Too bad, in the sense that for smaller L, say on the order of 8 or so, this is not that difficult to do exactly. (I have written code to solve exactly this problem, so I know that to be true.) For a higher number of dimensions, here 300, it gets nasty to do for uniformly distributed samples. Or, if the distribution of the numbers was intended to be normally distributed, it would be again pretty easy.
I might suggest one simple solution, that won't be truly correct in terms of the distribution of the numbers, but it won't be terrible. And it will ensure positively the result will be in the interval [0,1]. You don't even need to use randfixedsum.
L = 300;
y = (rand(1,L) > 0.5)*2 - 1;
yp = y > 0;
yn = ~yp;
a = rand(1,L);
S = a*y';
if S > 0
sumyp = sum(a(yp));
a(yp) = a(yp)*(1 - S/sumyp);
sumyn = sum(a(yn));
a(yn) = a(yn)*(1 + S/sumyn);
The necessary bias will generally not be huge. Did it work?

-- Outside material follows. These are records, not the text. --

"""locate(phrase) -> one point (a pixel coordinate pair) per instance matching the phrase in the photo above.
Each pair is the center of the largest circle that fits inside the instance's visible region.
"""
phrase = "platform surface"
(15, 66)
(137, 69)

Well, yes. The requisite sum will be identically zero, except for floating point trash.
The vector a lies always in the interval [0,1]. No exceptions, ever. And it is quite efficient.
The only downside is the necessary (usually tiny) bias applied to roughly half of the elements will make the result not perfectly uniformly distributed. It is not perfect, but possibly acceptable.